We have a question regarding the cluster-robust estimation of standard errors in a (1) simple random sample design as opposed to a (2) cluster sampling design.


Assume for (1) a population of 10,000 people that lives in 20 equal-sized villages with 500 inhabitants each. We draw a simple random sample of 600 people from the total population.

After looking at the sample data, we find that observations are from all 20 villages and that errors are clustered on the village level.

Question 1: Is the conventional vce(cluster clustvar) command adequate to estimate the cluster-robust standard error in this case? We ask because we presume to know that the total number of clusters is not large, which is the conventional assumption, and because we have observations from all clusters.
Question 2: If vce(cluster clustvar) is not correct, which STATA-command should we use?

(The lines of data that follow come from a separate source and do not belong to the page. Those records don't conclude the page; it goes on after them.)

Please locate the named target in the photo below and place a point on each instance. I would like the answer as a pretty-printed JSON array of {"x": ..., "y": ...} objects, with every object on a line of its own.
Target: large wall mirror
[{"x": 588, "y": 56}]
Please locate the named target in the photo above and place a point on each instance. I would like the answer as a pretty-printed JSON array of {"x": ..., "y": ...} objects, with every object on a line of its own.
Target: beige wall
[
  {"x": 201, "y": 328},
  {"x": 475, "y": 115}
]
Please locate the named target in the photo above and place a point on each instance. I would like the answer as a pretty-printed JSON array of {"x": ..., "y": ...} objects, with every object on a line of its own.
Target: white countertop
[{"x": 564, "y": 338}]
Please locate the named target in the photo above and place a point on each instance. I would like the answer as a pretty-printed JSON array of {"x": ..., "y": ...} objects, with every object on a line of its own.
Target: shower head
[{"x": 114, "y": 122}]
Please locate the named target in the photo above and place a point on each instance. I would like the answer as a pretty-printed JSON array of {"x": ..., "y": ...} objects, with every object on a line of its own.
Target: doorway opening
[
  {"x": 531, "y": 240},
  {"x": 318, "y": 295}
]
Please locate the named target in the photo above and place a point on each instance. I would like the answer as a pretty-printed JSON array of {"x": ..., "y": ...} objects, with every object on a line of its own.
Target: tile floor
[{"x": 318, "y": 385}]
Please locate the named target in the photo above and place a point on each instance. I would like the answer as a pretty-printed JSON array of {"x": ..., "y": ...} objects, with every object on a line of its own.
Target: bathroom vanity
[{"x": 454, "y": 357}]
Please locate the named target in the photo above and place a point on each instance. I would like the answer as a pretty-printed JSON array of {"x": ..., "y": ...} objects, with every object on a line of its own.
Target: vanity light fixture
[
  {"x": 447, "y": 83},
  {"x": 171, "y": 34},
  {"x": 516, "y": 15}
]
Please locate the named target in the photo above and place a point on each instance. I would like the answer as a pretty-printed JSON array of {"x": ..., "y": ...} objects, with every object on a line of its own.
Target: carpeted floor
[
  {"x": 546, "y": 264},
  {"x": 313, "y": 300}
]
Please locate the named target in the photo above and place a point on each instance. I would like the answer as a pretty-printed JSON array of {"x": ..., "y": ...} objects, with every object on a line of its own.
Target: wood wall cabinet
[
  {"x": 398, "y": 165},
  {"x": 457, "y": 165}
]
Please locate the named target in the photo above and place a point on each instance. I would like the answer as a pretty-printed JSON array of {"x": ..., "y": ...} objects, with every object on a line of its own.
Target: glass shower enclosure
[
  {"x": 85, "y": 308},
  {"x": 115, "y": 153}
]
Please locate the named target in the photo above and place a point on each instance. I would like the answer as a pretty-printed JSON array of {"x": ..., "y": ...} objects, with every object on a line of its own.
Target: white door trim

Assume for (2) again the same population of 10,000 people who are living in in 20 equal-sized villages with 500 inhabitants each. To save money, we now use a cluster sampling design (two-stage cluster sampling) and first randomly select 10 villages (psus) and then randomly draw a sample of 60 inhabitants (ssus) in each of the 10 selected villages. Hence, sample size is again 600. After looking at the data, we find again that errors are clustered on the village level.

Question 3: Which STATA command should we use for this two-stage cluster sampling design?
Question 4: Of course, there is svy, but wouldn?t we need a finite population correction (or even two) because we sampled a large fraction of psus (50%) and a large fraction of ssus (12%) within the selected psus?